Unaufgeforderte Werbeanrufe sind unzulässig, auch wenn sie sich auf so einen Eintrag beziehen

onlineurteile.de - Eine Firma verlinkte ihre Homepage so, dass man sie über zahlreiche Internetsuchmaschinen aufrufen konnte. Bald darauf rief der Mitarbeiter einer Internetsuchmaschine - die Unternehmen in ihr Unternehmensverzeichnis aufnimmt - den Geschäftsführer der Firma an. Er schlug vor, den (bisher kostenlosen) Eintrag in der Suchmaschine um diverse Informationen zu erweitern. Dafür falle dann allerdings Entgelt an.
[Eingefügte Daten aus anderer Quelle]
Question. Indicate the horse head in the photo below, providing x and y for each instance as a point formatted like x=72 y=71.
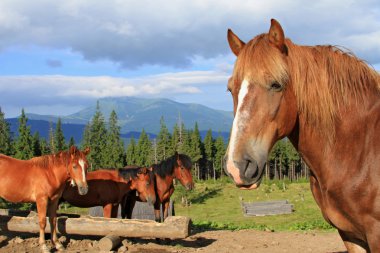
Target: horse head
x=77 y=168
x=264 y=104
x=182 y=170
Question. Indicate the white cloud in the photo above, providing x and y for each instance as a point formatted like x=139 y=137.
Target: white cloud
x=42 y=91
x=135 y=33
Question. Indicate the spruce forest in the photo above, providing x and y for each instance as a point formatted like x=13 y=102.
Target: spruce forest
x=109 y=150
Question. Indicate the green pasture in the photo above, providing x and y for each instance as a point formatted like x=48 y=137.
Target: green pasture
x=216 y=205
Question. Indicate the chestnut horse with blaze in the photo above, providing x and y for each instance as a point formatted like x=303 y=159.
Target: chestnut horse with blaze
x=327 y=102
x=177 y=166
x=107 y=188
x=42 y=180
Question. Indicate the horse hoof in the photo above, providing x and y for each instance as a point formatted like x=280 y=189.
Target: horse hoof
x=59 y=246
x=44 y=249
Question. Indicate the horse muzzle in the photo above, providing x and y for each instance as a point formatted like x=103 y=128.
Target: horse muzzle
x=247 y=174
x=82 y=190
x=151 y=200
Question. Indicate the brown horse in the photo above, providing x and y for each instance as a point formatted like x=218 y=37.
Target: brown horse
x=327 y=102
x=107 y=188
x=177 y=166
x=42 y=180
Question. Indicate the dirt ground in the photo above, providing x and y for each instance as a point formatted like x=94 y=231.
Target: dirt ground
x=209 y=241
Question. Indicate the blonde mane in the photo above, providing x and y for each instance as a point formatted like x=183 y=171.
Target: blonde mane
x=45 y=161
x=324 y=78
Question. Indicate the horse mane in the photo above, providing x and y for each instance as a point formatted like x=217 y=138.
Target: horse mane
x=325 y=78
x=128 y=173
x=45 y=161
x=166 y=167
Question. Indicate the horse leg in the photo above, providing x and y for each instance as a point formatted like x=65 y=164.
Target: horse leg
x=374 y=239
x=157 y=212
x=41 y=210
x=353 y=245
x=165 y=208
x=107 y=210
x=114 y=209
x=52 y=207
x=127 y=206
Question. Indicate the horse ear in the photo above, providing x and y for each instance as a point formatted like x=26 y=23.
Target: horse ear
x=86 y=151
x=235 y=43
x=277 y=36
x=142 y=171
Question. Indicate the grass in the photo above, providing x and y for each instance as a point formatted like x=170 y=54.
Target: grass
x=216 y=205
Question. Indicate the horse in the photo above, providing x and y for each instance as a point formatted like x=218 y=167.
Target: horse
x=108 y=188
x=42 y=180
x=177 y=166
x=326 y=101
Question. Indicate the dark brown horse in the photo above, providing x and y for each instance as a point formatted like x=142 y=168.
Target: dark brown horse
x=327 y=102
x=42 y=180
x=108 y=188
x=177 y=166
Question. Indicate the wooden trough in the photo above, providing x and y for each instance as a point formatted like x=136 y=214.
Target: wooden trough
x=174 y=227
x=142 y=210
x=266 y=208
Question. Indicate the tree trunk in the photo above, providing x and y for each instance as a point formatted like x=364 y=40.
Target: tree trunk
x=175 y=227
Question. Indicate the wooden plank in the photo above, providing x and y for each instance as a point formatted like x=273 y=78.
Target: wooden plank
x=265 y=203
x=173 y=227
x=109 y=243
x=26 y=213
x=267 y=208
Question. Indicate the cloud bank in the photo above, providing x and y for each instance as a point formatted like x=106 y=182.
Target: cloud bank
x=138 y=33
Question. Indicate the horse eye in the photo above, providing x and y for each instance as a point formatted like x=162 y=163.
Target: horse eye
x=276 y=86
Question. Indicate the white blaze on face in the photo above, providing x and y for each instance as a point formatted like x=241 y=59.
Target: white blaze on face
x=237 y=127
x=81 y=163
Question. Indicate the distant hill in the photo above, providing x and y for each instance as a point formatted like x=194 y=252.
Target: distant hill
x=135 y=114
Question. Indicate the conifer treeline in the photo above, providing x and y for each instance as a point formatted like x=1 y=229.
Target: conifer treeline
x=108 y=150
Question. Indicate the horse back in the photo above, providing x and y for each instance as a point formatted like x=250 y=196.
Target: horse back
x=24 y=181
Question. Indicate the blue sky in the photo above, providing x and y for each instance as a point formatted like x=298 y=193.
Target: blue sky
x=57 y=57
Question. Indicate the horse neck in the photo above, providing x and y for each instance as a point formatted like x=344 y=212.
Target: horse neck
x=351 y=148
x=59 y=171
x=164 y=184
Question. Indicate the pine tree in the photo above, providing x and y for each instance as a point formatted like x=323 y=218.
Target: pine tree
x=164 y=147
x=5 y=136
x=60 y=142
x=131 y=156
x=97 y=140
x=86 y=137
x=23 y=144
x=144 y=150
x=51 y=141
x=115 y=146
x=44 y=146
x=196 y=145
x=175 y=138
x=220 y=151
x=71 y=142
x=36 y=144
x=209 y=152
x=209 y=146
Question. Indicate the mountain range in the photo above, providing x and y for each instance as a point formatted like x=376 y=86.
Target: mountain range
x=135 y=114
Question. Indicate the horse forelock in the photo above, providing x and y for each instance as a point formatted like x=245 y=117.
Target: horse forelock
x=324 y=79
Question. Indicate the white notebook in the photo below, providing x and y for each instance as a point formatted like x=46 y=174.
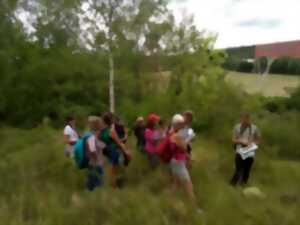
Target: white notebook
x=248 y=151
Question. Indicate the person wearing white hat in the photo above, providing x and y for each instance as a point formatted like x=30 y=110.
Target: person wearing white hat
x=179 y=148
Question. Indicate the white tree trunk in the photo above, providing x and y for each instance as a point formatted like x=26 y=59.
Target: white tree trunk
x=111 y=84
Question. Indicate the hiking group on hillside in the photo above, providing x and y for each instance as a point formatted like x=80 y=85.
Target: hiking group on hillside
x=166 y=144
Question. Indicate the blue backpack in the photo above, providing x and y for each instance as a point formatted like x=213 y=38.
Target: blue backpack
x=80 y=154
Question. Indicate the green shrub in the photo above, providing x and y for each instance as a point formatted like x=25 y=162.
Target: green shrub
x=286 y=65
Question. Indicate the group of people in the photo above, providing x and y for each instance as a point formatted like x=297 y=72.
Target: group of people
x=107 y=137
x=168 y=144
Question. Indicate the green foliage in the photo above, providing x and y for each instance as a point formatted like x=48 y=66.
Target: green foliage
x=40 y=186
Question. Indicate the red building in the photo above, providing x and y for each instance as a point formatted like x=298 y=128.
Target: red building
x=276 y=50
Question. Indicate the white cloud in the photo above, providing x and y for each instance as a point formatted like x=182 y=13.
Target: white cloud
x=244 y=22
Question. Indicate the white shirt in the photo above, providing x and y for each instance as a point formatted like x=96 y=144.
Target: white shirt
x=71 y=133
x=187 y=134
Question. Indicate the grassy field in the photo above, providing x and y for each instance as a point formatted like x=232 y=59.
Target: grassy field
x=269 y=86
x=39 y=186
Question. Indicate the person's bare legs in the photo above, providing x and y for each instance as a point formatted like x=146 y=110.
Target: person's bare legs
x=189 y=189
x=113 y=175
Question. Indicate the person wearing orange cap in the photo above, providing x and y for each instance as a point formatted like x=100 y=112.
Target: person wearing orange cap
x=152 y=139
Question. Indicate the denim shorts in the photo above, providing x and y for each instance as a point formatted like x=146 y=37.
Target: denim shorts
x=179 y=170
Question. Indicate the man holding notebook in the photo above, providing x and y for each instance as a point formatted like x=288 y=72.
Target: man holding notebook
x=246 y=137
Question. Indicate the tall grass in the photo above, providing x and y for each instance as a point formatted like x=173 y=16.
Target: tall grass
x=39 y=186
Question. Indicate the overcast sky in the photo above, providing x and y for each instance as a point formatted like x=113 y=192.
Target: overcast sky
x=244 y=22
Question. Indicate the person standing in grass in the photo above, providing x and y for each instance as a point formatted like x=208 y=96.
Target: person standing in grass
x=70 y=136
x=95 y=149
x=245 y=134
x=117 y=151
x=152 y=139
x=188 y=134
x=121 y=130
x=139 y=132
x=178 y=165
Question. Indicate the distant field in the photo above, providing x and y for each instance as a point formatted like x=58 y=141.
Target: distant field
x=269 y=86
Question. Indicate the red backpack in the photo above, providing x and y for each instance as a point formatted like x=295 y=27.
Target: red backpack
x=163 y=149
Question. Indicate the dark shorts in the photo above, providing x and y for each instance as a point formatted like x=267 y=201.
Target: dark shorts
x=114 y=156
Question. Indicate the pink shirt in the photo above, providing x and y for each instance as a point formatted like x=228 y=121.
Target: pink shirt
x=150 y=140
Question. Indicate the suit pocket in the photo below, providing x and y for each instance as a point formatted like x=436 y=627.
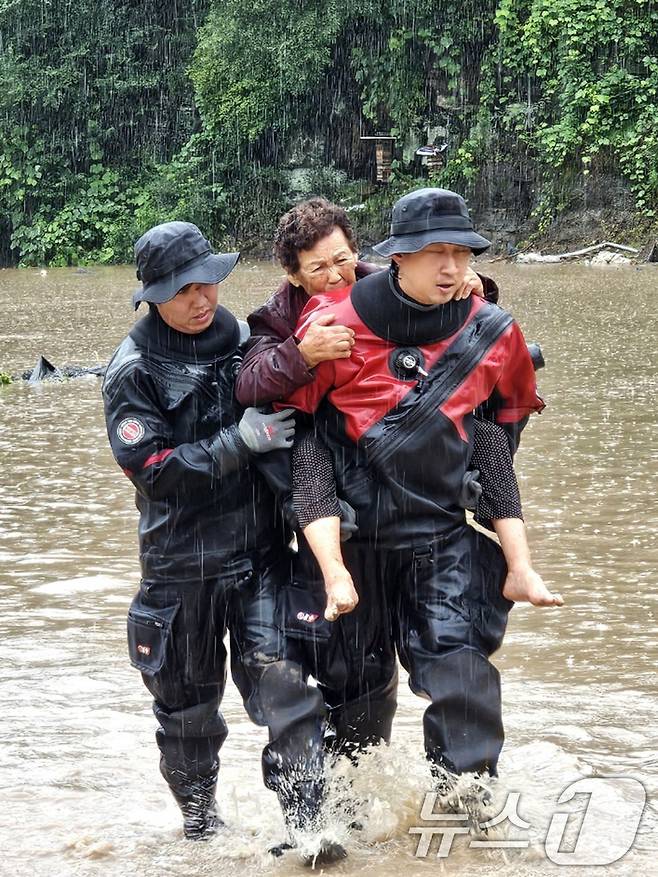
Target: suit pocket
x=149 y=635
x=300 y=612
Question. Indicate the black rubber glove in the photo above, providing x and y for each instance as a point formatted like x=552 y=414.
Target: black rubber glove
x=263 y=432
x=347 y=520
x=471 y=490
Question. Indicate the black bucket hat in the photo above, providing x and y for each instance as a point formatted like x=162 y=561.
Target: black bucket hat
x=171 y=255
x=430 y=216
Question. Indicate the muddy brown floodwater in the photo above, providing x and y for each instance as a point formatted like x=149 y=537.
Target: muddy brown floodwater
x=81 y=792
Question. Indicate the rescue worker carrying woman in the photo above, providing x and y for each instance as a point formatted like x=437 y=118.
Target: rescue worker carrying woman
x=315 y=245
x=398 y=419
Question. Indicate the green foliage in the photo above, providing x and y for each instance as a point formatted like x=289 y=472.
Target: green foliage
x=588 y=70
x=256 y=63
x=117 y=116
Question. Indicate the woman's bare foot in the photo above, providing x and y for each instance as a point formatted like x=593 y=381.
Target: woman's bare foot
x=341 y=594
x=526 y=586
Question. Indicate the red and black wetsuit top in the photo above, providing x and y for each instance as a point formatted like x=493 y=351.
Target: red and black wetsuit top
x=414 y=496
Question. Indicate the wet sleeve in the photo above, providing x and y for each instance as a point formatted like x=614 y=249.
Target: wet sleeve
x=273 y=366
x=493 y=459
x=516 y=388
x=142 y=443
x=313 y=481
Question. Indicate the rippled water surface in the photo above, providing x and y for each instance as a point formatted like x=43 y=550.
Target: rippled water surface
x=81 y=791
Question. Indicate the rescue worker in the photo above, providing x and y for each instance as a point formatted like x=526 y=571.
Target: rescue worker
x=316 y=247
x=212 y=543
x=397 y=416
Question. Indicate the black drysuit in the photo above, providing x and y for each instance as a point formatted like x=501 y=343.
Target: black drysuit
x=213 y=556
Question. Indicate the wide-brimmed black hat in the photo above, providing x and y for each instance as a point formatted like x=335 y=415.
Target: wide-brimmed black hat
x=430 y=216
x=171 y=255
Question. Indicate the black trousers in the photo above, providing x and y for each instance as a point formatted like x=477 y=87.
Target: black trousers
x=441 y=605
x=175 y=634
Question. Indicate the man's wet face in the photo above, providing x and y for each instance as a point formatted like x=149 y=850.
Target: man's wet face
x=433 y=275
x=330 y=264
x=192 y=309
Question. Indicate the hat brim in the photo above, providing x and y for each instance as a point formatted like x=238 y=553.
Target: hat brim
x=213 y=269
x=413 y=243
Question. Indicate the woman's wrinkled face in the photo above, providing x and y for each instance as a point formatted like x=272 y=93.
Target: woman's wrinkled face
x=329 y=265
x=192 y=309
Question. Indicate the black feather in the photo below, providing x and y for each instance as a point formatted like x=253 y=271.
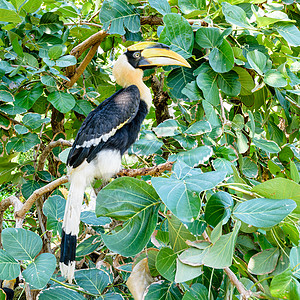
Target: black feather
x=122 y=107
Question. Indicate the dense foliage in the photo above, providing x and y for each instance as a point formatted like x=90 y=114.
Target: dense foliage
x=232 y=198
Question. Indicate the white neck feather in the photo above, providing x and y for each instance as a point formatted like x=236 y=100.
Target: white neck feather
x=127 y=75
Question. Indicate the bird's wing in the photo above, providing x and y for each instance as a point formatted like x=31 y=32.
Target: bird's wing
x=103 y=122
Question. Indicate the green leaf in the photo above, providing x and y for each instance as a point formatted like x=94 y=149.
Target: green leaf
x=50 y=23
x=119 y=14
x=263 y=212
x=62 y=101
x=20 y=129
x=222 y=164
x=9 y=16
x=26 y=98
x=264 y=262
x=192 y=91
x=182 y=196
x=178 y=234
x=23 y=142
x=58 y=293
x=147 y=144
x=55 y=52
x=196 y=291
x=9 y=267
x=34 y=121
x=185 y=272
x=39 y=272
x=6 y=96
x=280 y=188
x=235 y=15
x=190 y=6
x=257 y=60
x=246 y=80
x=249 y=168
x=193 y=157
x=21 y=244
x=229 y=83
x=178 y=79
x=295 y=261
x=221 y=59
x=32 y=5
x=166 y=263
x=66 y=61
x=88 y=246
x=207 y=82
x=167 y=128
x=289 y=32
x=48 y=81
x=11 y=109
x=54 y=208
x=162 y=6
x=198 y=128
x=265 y=145
x=208 y=37
x=29 y=187
x=178 y=33
x=218 y=207
x=133 y=201
x=275 y=78
x=92 y=280
x=90 y=218
x=162 y=290
x=280 y=285
x=220 y=254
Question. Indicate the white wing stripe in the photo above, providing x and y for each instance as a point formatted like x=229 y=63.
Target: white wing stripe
x=95 y=142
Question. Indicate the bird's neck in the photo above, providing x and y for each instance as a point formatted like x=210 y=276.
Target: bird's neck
x=127 y=75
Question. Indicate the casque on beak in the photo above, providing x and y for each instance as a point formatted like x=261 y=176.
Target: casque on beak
x=157 y=54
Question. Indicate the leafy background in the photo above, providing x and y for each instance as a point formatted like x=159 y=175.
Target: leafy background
x=229 y=207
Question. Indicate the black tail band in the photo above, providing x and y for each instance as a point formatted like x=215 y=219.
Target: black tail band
x=67 y=248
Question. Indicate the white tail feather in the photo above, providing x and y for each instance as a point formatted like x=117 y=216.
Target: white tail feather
x=74 y=203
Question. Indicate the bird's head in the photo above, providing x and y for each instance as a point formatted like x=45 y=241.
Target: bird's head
x=146 y=55
x=128 y=69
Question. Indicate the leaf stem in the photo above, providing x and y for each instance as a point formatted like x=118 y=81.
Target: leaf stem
x=73 y=288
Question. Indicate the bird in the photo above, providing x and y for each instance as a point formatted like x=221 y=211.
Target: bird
x=8 y=289
x=107 y=133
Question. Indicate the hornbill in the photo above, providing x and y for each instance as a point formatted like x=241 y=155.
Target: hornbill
x=107 y=132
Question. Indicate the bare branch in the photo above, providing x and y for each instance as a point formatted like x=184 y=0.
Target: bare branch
x=4 y=205
x=153 y=171
x=84 y=64
x=48 y=149
x=79 y=49
x=38 y=193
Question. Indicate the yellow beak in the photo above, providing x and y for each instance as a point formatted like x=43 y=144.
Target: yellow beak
x=157 y=54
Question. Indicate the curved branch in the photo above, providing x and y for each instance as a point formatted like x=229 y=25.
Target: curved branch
x=48 y=149
x=38 y=193
x=4 y=205
x=79 y=49
x=153 y=171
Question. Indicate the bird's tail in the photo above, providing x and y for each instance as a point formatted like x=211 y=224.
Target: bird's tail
x=70 y=226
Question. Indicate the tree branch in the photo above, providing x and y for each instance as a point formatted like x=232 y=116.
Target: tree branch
x=4 y=205
x=48 y=149
x=79 y=49
x=38 y=193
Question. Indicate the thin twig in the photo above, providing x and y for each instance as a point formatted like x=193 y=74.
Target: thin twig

Ein Konkurrent des Suchmaschinenbetreibers verklagte diesen wegen unzulässiger Telefonwerbung. Unaufgeforderte Telefonanrufe zu Werbezwecken seien verboten; das gelte auch für Anrufe bei Gewerbetreibenden - es sei denn, der Anrufer hat Grund zur Annahme, dass der Angerufene daran interessiert ist. Darauf pochte nun der Suchmaschinenbetreiber: Da die Firma in seinem Unternehmensverzeichnis stehe, könne er davon ausgehen, dass der Geschäftsführer mit dem Anruf einverstanden sei. Dem widersprach der Bundesgerichtshof (I ZR 88/05).

Der kostenlose Eintrag könnte den Gedanken an ein Einverständnis zwar nahelegen, so der BGH. Aber angesichts der großen Zahl gleichartiger Suchmaschinen dürfe man das nicht einfach unterstellen. Andernfalls würden die Telefonanrufe zur unzumutbaren Belästigung. Die fragliche Firma sei bei etwa 450 Suchmaschinen gespeichert, kostenlose Einträge seien weit verbreitet. Wenn jeder Internetanbieter bei den gespeicherten Unternehmen anrufe, um den Eintrag ändern bzw. erweitern zu lassen, würden die Gewerbetreibenden in ihrem Geschäftsbetrieb empfindlich gestört.